A land rush in the burgeoning home energy management market.
Steven Andersen is a Fortnightly contributor based in New York.
The Prius Effect—a term that’s gained currency in sustainability circles—is shorthand for the strong link between information and behavior demonstrated by the popular Toyota hybrid.
The car was among the first to provide a real-time fuel consumption gage on the dash; step hard on the gas, watch the MPG gage go down. Coast gently along and see the savings. Drivers with the gage become aware of—even obsessive about—the way their driving habits affect consumption, and by extension, cost.
It’s a simple idea with a big efficiency impact, and it shows clearly that when consumers are given timely, meaningful information about energy use, they make different decisions.

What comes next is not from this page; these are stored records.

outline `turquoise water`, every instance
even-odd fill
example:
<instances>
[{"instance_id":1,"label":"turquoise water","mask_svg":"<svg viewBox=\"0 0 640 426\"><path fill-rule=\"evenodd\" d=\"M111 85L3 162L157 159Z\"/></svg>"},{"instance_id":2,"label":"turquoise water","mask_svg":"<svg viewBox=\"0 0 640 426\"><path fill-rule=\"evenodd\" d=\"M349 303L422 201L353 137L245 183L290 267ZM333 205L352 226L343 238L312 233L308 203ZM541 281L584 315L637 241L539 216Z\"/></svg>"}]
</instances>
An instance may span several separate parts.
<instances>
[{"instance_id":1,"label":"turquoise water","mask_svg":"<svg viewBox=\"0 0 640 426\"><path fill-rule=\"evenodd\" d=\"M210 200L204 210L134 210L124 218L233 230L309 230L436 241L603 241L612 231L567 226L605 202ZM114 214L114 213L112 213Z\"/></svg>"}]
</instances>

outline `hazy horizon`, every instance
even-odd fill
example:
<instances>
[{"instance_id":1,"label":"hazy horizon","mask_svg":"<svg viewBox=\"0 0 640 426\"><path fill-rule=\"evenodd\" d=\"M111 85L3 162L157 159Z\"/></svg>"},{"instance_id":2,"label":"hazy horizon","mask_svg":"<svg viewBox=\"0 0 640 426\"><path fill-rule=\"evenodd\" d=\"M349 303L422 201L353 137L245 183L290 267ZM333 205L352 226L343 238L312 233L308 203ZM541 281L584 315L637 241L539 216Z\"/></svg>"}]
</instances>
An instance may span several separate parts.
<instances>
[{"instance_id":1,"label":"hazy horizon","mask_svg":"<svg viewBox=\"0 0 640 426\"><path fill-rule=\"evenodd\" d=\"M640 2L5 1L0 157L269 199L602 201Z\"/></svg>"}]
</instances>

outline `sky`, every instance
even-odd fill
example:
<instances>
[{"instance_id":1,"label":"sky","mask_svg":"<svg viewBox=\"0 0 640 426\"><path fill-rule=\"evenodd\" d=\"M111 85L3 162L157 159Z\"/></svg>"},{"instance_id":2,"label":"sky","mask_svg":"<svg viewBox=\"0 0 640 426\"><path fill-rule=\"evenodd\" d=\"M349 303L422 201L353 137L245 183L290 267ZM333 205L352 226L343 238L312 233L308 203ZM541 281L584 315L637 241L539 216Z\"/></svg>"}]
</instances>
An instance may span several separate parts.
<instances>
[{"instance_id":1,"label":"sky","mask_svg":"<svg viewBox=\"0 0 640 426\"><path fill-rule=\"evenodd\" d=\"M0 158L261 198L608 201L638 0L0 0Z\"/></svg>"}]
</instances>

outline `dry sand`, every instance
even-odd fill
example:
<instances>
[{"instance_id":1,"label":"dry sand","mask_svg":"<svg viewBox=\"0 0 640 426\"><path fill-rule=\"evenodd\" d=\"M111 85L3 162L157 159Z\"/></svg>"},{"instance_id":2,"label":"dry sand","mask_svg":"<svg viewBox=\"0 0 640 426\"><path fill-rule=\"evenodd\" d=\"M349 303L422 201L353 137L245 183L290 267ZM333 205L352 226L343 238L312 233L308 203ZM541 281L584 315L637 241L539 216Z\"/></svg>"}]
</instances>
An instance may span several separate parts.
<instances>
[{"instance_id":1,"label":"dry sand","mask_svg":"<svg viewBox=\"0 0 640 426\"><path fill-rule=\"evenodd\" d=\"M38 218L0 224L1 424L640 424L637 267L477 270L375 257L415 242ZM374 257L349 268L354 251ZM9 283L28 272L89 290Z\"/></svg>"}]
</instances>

Not surprisingly, the Prius Effect often is referenced in discussions of the burgeoning home energy management market.
“Customers like information,” says Dan Delurey, executive director of the Demand Response Coordinating Committee, an energy policy non-profit. “They use that information to change the way they use electricity. Numerous pilot programs and research efforts have demonstrated the Prius Effect. It’s one of the things that’s driving this market.”
And driven it is. The last year has seen a veritable explosion in an area that previously was a nascent extension of the greater smart grid—the stuff of small pilot programs and futurists. Not anymore.